Back in August I saw a promotion for some free Kindle books and I decided to grab a copy of one titled Star Soldier (Doom Star #1) by Vaughn Heppner. I had never heard of the author or the series, I just wanted a free book. I knew the promotion was designed to get me reading the first book, and then purchase the remaining 5, and being an unknown author/title, I wasn’t sure it was what I was looking for. Obviously I decided to give it a chance (otherwise this article wouldn’t exist).
The series focuses on the main character Martin Kluge. The son of dissidents, he lives under the thumb of Social Unity, a communist regimen that controls the inner planets (Mercury, Venus, Earth, and Mars). Martin wants to be free, to be able to have his own thoughts and live his own life. His thoughts and temper get him in trouble with the Policial Harmony Corp, and he is sentenced to forced labor deep underground in Australia. Meanwhile, the genetically engineered super-soldiers, created by Social Unity, have decided they are superior and they should be the masters of homo-sapiens. Renaming themselves as Highborn, they start an interplanetary war against Social Unity. This conflict eventually spills into the outer planets, as a third threat arises and the whole solar system jockeys for power.

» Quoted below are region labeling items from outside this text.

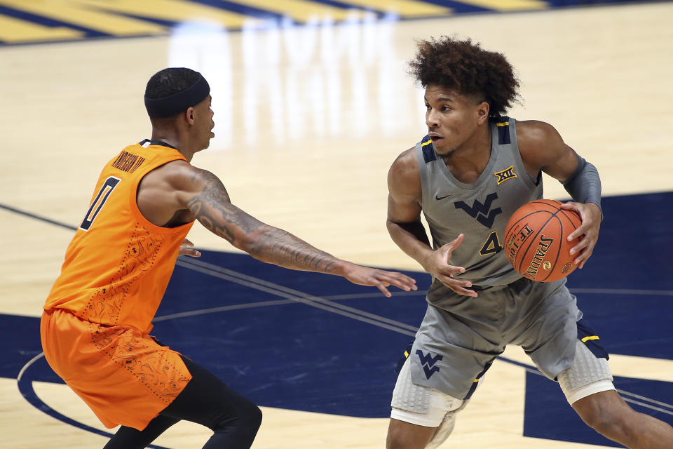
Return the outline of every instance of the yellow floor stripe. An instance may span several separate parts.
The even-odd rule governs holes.
[[[246,6],[257,8],[277,14],[292,18],[298,22],[306,22],[312,19],[332,18],[335,21],[343,20],[348,18],[361,18],[362,11],[348,11],[341,8],[330,6],[316,1],[304,0],[233,0]]]
[[[32,22],[0,15],[0,41],[10,43],[61,41],[82,37],[83,32],[66,27],[45,27]]]
[[[116,36],[165,32],[161,25],[97,11],[77,0],[0,0],[0,5]]]
[[[450,8],[414,0],[341,0],[341,3],[384,13],[396,13],[405,18],[445,15],[451,13]]]
[[[76,0],[100,10],[172,22],[205,20],[227,28],[240,28],[254,18],[184,0]]]
[[[590,340],[600,340],[598,335],[589,335],[582,339],[583,343],[586,343]]]
[[[549,4],[541,0],[458,0],[473,6],[488,8],[496,11],[528,11],[531,9],[546,9]]]

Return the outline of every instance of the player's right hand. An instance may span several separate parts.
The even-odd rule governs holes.
[[[468,290],[465,287],[471,287],[472,283],[454,277],[456,275],[465,273],[462,267],[451,265],[451,255],[456,248],[463,243],[465,234],[460,234],[453,241],[450,241],[434,251],[423,264],[426,271],[432,274],[440,282],[451,288],[458,295],[477,297],[477,292]]]
[[[406,274],[347,263],[348,269],[344,274],[344,277],[359,286],[377,287],[388,297],[391,296],[390,292],[387,288],[390,286],[395,286],[407,292],[419,289],[416,286],[416,279]]]

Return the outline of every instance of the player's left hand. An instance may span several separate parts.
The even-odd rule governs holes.
[[[189,255],[191,257],[201,257],[201,253],[200,251],[197,251],[194,248],[190,248],[191,246],[193,246],[194,244],[193,243],[185,239],[184,241],[180,244],[180,252],[177,253],[177,255]]]
[[[569,201],[562,204],[561,208],[574,210],[580,214],[582,218],[582,224],[568,236],[568,241],[572,241],[582,236],[582,240],[570,249],[570,253],[578,255],[574,263],[578,267],[583,268],[587,260],[594,252],[596,242],[598,241],[598,232],[601,228],[603,214],[598,206],[593,203],[584,204]]]

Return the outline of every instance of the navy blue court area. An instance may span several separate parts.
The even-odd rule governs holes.
[[[672,204],[673,192],[605,198],[599,244],[569,278],[611,354],[673,359]],[[160,341],[260,406],[389,416],[395,368],[423,318],[423,292],[386,298],[336,276],[203,253],[178,261],[155,321]],[[409,274],[427,288],[428,275]],[[39,319],[0,315],[0,376],[20,377],[27,400],[58,417],[32,392],[32,381],[60,382],[39,356]],[[634,408],[673,423],[673,383],[615,382]],[[553,382],[528,373],[525,395],[525,435],[615,445],[580,423]]]

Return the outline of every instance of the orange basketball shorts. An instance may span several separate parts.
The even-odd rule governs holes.
[[[108,428],[144,429],[191,380],[178,352],[135,328],[55,309],[42,314],[40,332],[49,365]]]

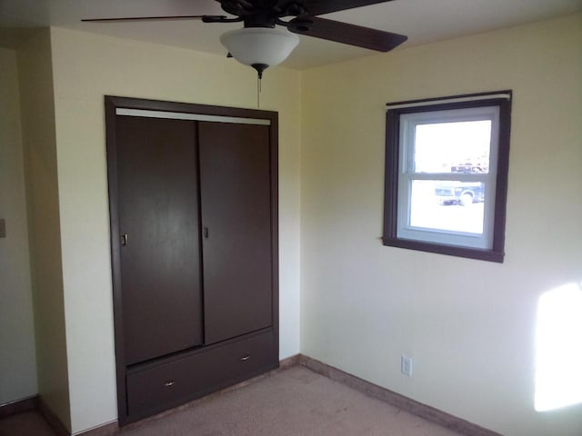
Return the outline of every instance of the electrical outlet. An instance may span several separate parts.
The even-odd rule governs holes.
[[[412,357],[400,356],[400,372],[407,377],[412,377]]]

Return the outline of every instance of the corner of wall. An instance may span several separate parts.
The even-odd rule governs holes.
[[[17,61],[38,391],[70,430],[50,29],[19,45]]]

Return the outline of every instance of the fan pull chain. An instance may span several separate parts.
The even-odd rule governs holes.
[[[256,108],[261,108],[261,76],[256,78]]]

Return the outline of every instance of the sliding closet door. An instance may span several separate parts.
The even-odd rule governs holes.
[[[196,124],[118,116],[125,362],[201,345]]]
[[[269,127],[199,123],[206,343],[272,325]]]

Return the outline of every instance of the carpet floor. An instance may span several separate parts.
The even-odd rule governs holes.
[[[0,421],[1,436],[50,434],[21,431],[7,433],[3,429]],[[179,411],[132,424],[121,434],[459,436],[298,366],[196,401]]]

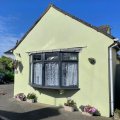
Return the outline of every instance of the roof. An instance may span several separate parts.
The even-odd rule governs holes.
[[[13,52],[13,50],[15,50],[15,49],[19,46],[19,44],[24,40],[24,38],[25,38],[25,37],[29,34],[29,32],[36,26],[36,24],[42,19],[42,17],[48,12],[48,10],[49,10],[51,7],[53,7],[54,9],[56,9],[57,11],[65,14],[65,15],[69,16],[70,18],[72,18],[72,19],[74,19],[74,20],[77,20],[78,22],[83,23],[84,25],[86,25],[86,26],[88,26],[88,27],[96,30],[97,32],[100,32],[100,33],[104,34],[105,36],[107,36],[107,37],[109,37],[109,38],[111,38],[111,39],[115,39],[114,36],[112,36],[111,34],[108,34],[107,32],[105,32],[104,30],[100,29],[99,27],[93,26],[93,25],[91,25],[91,24],[83,21],[82,19],[79,19],[79,18],[77,18],[77,17],[75,17],[75,16],[73,16],[73,15],[65,12],[64,10],[56,7],[55,5],[50,4],[50,5],[48,6],[48,8],[46,9],[46,11],[42,14],[42,16],[40,16],[40,17],[38,18],[38,20],[33,24],[33,26],[25,33],[25,35],[21,38],[21,40],[18,42],[18,44],[16,44],[16,46],[15,46],[14,48],[6,51],[5,53],[10,52],[11,50],[12,50],[12,52]]]

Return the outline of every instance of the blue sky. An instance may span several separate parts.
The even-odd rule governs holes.
[[[110,25],[120,38],[120,0],[0,0],[0,55],[20,40],[50,3],[92,25]]]

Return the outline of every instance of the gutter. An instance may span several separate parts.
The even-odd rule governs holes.
[[[114,43],[109,46],[108,51],[109,51],[109,91],[110,91],[110,115],[114,115],[114,76],[113,76],[113,53],[112,49],[113,48],[119,48],[118,42],[114,41]],[[120,49],[120,48],[119,48]]]

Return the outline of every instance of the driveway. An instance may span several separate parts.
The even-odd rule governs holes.
[[[80,112],[65,112],[63,108],[19,102],[13,98],[13,84],[0,85],[0,120],[112,120],[88,117]]]

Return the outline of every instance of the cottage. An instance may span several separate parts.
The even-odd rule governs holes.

The series reminds me of Starship Troopers, with their battle suits and extreme ideologies, along with the training and space battles of Ender’s Game and the Eugenics Wars of Star Trek. There is a line taken straight from Space Seed, when one of the Social Unity generals is referring to the super-soldiers “superior ability breeds superior ambition.”
These books include, but are not limited to, the following tropes:
- Space Is An Ocean
- Asteroid Miners
- The Battlestar
- Space Marines
- Drop Ship
- One World Order
- Orbital Bombardment
- Stealth In Space
- The War of Earthly Aggression
I was taken in by the first book and subsequently purchased the eBooks for the remainder of the series. The adventures of Martin Kluge and others were interesting. The second and third books suffered from repeating information from the first book. I know why authors do this, but I find it irritating, particularly when I’m reading the books back to back. Once you get to book four recapping reduces to the minimum so the story can progress.